The first, and most far-reaching, was John F. Cooper's assessment of the strategic importance Taiwan plays in the grand strategy of the United States. As long as Taiwan remains sovereign and supported by the American navy, then it will remain the primary focus of Chinese military power, much as (to use Cooper's analogy) the independent American Indian nations remained for a century the primary focus of US expansion and campaigning. As Cooper relates, if Taiwan were to fall, China will be able to project her power globally, through a navy that was no longer
“contained” by a proximate chain of islands extending southward from Japan, through the Ryukyu’s, Taiwan, the Philippines, Malaysia, Indonesia and Australia."What's fascinating about Cooper's piece is the emphasis it gives to preparing for and/or safeguarding against great power war as the primary goal for US strategy. Decades ago, this had been a given; throughout the Cold War many smaller wars were fought with the ultimate objective of making the situation favorable to the United States should a great power war break out. But since the fall of the USSR, the United States has had a clear and uncontested global reach but no similar singular focus. Part of Cooper's argument is that this has been possible because our probable global rival has been singularly focused on an enemy just off their shore. The wider implication of Cooper's piece, though, is that our military focus (and, explicitly in the piece, budget priorities) should guarantee our military strength against other great powers.
I read Cooper's article the same day that the New York Times published this editorial, about the experience of NATO in Libya. This was the first war undertaken by NATO where the United States was insistent upon taking a secondary role to the militaries of Canada and Europe. While Qaddafi's regime was ultimately toppled by the NATO-supported Libyan rebels, it was a success more guaranteed by the weakness of the opponent than the prowess of the Western forces involved. The editorial cites ammunition shortfalls and outdated technology as the genuine problems, and suggests more broadly that the combination of austerity measures during the economic downturn has only exacerbated a general trend in Europe of allowing the largess of the Pentagon to substitute for European defense spending. It ends with this condemnation
European leaders need to ask themselves a fundamental question: If it was this hard taking on a ragtag army like Qaddafi’s, what would it be like to have to fight a real enemy?The nations of Europe, it appears, are unready for any war, and are notably unprepared for a great power war for the first time in centuries.

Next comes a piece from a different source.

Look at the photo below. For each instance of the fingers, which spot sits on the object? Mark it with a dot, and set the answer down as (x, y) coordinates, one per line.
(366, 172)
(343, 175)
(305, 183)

This is fine if one believes that the coming wars will not be symmetric ones. Such skeptics of major conflicts can point to the aughts most memorable strategist, who has spawned a whole school of thought focused on how big powers fight the little wars. Given the present balance of power, and cognizant of the last half-century of American warfare, this makes sense. But such a narrow focus has limitations. Spencer Ackerman writes
With the wars of the future looking likely to occur in sea, air, space and cyberspace, a generation of Army officers forged in counterinsurgency — critics call it a cult — will be challenged to adjustThe nature of wars that will be fought in the future remain a fortunately-unanswered question. But the defense priorities set now, in a time of austerity for the West, will profoundly shape the warfighting of the next decade and beyond.